Teng Nan-kuang, Anti-Communist Patriot, 1953, gelatin silver photograph, 40.5 x 50.5cm

Teng Nan-kuang, Anti-Communist Patriot, 1953, gelatin silver photograph, 40.5 x 50.5cm

Exhibition Space: Tension and turmoil

When the Kuomintang Chinese Nationalist Party fled mainland China in 1949 following civil war defeat to the Communist Party of China, their destination was the nearby island of Taiwan.

The tension filled decades that followed were explored at a recent Australian Centre on China in the World exhibition as AARON WALKER discovers.

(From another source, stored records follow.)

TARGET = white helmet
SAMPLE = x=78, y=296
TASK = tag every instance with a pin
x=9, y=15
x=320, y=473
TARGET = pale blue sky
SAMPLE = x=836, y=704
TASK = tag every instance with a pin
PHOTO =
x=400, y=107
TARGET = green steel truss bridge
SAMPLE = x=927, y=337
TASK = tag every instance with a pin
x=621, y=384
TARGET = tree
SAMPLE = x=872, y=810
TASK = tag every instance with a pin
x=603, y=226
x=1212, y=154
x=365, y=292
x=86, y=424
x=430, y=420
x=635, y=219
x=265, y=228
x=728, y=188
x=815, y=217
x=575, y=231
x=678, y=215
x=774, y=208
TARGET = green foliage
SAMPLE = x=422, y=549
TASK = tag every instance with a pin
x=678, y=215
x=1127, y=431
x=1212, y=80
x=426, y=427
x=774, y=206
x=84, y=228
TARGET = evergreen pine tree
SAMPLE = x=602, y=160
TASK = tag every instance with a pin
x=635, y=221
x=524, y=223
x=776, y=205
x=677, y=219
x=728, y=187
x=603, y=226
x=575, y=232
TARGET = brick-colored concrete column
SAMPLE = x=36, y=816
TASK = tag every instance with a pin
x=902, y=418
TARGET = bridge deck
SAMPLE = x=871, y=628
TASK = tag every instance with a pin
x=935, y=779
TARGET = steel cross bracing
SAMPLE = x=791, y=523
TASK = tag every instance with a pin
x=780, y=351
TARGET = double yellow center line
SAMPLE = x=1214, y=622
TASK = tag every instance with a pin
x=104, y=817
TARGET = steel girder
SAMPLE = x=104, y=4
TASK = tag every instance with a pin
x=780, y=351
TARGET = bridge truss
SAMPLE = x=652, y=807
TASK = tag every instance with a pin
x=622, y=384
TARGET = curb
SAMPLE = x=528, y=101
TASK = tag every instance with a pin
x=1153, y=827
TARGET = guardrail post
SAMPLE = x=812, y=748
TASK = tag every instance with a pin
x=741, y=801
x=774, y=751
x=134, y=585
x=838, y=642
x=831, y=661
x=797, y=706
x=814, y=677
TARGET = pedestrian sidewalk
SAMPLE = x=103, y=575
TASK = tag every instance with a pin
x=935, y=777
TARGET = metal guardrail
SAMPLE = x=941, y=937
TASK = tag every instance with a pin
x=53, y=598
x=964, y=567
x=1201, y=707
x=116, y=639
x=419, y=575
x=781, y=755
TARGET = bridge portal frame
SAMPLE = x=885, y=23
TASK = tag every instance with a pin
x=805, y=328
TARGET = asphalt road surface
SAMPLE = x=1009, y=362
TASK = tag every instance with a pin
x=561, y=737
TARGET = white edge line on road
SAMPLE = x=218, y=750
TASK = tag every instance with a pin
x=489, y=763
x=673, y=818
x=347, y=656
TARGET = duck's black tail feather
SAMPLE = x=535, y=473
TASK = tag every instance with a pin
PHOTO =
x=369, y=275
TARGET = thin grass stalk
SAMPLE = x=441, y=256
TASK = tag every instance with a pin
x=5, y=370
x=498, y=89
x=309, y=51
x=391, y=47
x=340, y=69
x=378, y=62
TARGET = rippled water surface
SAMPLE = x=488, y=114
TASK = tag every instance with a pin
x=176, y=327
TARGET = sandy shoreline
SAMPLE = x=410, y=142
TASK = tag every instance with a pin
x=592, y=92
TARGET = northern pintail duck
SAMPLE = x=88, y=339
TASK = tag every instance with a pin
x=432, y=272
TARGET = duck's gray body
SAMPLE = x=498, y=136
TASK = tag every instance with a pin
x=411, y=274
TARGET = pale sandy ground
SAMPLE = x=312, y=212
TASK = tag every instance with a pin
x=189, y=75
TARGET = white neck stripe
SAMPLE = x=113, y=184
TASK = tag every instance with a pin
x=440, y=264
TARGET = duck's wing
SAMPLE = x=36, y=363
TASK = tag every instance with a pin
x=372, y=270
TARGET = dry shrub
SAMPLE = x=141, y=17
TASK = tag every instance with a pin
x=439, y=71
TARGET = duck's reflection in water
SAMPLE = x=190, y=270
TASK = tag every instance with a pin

The man's name isn't known. Tattooed across his chest is the flag of the Kuomintang Chinese Nationalist Party.

Underneath the flag are the words "Kill Mao", the Chairman of the Communist Party of China.

The image is confronting. Standing shirtless and tall with impeccable posture, he is surrounded by men in military garb.

It's hard to escape the feeling that the now-anonymous man is in some kind of trouble for his defiant tattooed statement.

The image was taken in 1953 by Taiwanese photographer Teng Nan-kuang and it is simply titled Anti-Communist Patriot. It was one of 44 artworks on display at the Australian Centre on China in the World's exhibition Between - Picturing 1950-1960s Taiwan.

The photographs, paintings, woodblock prints and sketches, on-loan from the National Museum of History in Taipei, offer diverse snapshots of everyday life in Taiwan during the political and social changes of the 1950s and 1960s through the eyes of 15 artists and photographers.